RAPID Hack

Pierre Terdiman

Previous revision : May, 2000

Last revision : August, 2002

I) Introduction

This little document presents several modifications of the RAPID library I implemented in my own collision detection system (Z-Collide).

All those modifications were made in order to reduce the memory requirements of RAPID 2.01 [1]. Although very rapid indeed, the RAPID library unfortunately consumes a very large amount of memory (about 412 bytes per triangle, as reported in the original OBB Tree paper). Further research papers have actually used that major flaw to emphasize how well their new system behaved compared to RAPID. (see QuickCD [2] for example) As a matter of facts, the original RAPID library is very easy to optimize – provided we’re speaking about the number of bytes required.

II) Preliminaries

Here’s the box class found in obb.H :

class box

{

public:

// placement in parent's space

// box to parent space: x_m = pR*x_b + pT

// parent to box space: x_b = pR.T()*(x_m - pT)

double pR[3][3];

double pT[3];

// dimensions

double d[3]; // this is "radius", that is,

// half the measure of a side length

box *P; // points to but does not "own".

box *N;

tri *trp;

int leaf() { return (!P && !N); }

double size() { return d[0]; }

int split_recurse(int *t, int n);

int split_recurse(int *t); // specialized for leaf nodes

};

We have :

9 doubles for the rotation part, 72 bytes

3 doubles for the translation part, 24 bytes

3 doubles for the box extents, 24 bytes

1 box pointer (positive child), 4 bytes

1 box pointer (negative child), 4 bytes

1 triangle pointer, 4 bytes

Total : 132 bytes for each box. Total number of box is 2*number of triangles – 1, so we need approximately 132 * 2 = 264 bytes per triangle.

This doesn’t take into account the actual triangles. In the original paper those triangles are made of 3 vertices, or 9 doubles, ie 72 bytes. I assume some standard indexed vertices may be used instead, and a triangle can just be made of 3 word indices (6 bytes) or dword indices (12 bytes). This has no importance : since the geometry is indexed, it always exists somewhere as actual rendering data, and that’s why I don’t take it into account for the OBBTree memory requirements.

III) Trivial modifications

1) Using single-precision floating-point values

This is of course the most trivial modification. Just replace all the doubles with floats, it works just as well. In theory, this may conduct to a loss of accuracy while recursively performing the collision queries. In practice, I’ve never noticed any differences between the double and the single precision version.

Anyway let’s quote the original paper:

« Single precision arithmetic can also be used to save memory. »

Indeed. And our box now needs 132 – 36 – 12 – 12 = 72 bytes.

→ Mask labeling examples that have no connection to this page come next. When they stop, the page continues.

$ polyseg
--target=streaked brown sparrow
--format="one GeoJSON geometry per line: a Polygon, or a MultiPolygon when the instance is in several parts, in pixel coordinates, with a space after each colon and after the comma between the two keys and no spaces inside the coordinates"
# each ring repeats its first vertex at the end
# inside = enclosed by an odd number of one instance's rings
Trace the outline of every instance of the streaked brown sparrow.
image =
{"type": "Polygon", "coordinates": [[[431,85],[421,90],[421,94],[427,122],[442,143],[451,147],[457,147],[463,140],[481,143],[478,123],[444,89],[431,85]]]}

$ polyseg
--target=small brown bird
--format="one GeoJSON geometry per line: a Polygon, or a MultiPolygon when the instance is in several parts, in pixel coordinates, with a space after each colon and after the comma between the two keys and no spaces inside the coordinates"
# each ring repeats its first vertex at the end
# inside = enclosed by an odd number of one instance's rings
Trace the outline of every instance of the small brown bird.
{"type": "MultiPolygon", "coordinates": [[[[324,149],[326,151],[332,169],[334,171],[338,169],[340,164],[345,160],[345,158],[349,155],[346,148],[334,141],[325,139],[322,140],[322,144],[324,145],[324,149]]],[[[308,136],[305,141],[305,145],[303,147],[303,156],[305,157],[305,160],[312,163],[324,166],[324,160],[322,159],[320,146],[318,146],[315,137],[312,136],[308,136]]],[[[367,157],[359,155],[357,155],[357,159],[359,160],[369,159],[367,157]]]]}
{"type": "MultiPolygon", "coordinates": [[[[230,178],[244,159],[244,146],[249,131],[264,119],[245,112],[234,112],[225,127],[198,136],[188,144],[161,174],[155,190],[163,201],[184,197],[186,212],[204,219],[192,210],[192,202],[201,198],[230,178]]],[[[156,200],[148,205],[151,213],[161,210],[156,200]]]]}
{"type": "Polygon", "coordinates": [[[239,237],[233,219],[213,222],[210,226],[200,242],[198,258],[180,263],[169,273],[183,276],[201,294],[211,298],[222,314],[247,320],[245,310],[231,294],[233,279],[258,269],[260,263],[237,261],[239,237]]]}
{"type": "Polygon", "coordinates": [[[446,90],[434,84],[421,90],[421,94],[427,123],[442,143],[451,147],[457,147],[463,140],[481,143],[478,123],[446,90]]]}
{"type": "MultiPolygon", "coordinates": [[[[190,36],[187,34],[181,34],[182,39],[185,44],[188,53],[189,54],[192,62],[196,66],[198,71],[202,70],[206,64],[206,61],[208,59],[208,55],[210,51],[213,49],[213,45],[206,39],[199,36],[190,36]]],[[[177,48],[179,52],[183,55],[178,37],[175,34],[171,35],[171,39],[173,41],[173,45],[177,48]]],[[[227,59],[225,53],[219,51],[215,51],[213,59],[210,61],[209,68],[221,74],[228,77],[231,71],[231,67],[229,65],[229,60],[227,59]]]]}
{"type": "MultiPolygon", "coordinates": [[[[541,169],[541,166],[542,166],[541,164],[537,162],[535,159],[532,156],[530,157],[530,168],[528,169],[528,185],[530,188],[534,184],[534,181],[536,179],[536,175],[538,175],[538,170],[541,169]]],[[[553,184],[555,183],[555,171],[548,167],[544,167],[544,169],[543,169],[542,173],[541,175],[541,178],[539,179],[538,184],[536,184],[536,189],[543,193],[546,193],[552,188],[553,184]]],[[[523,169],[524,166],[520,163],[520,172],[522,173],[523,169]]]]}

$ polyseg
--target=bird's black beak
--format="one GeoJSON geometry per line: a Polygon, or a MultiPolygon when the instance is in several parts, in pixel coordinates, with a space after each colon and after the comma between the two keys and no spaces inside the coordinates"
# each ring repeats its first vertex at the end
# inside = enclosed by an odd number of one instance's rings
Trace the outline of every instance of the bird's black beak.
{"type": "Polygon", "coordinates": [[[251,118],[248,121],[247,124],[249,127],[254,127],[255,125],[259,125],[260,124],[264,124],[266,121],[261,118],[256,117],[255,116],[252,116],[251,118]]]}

2) Wiping the negative box pointer out

Ok, I like RAPID very much. Honestly, I love that library, and the algorithms behind. But when it comes to the implementation part, well, I’m puzzled. What were they thinking ?

The negative box pointer actually is useless.

Here’s an excerpt from RAPID in build.cpp :

P = RAPID_boxes + RAPID_boxes_inited++;

N = RAPID_boxes + RAPID_boxes_inited++;

So what ?

The negative box will always be found just after the positive one, and the negative box pointer can be made implicit. In other words, don’t store it ! And when you need it in collide.cpp, just do :

N = P + 1 ;

Trust me, it works.

And the leaf test becomes :

int leaf() { return (!P); }

…but don’t use that one, keep reading…

68 bytes.

3) Wiping the triangle pointer out

The triangle pointer is useless as well. It is always null, except for leaf nodes. And leaf nodes, of course, don’t have any positive or negative children since they’re leaf nodes. Hence, P and N are null for leaf nodes.

Obvious conclusion : we can just pack the triangle pointer in the P pointer (N doesn’t exist anymore since 2)).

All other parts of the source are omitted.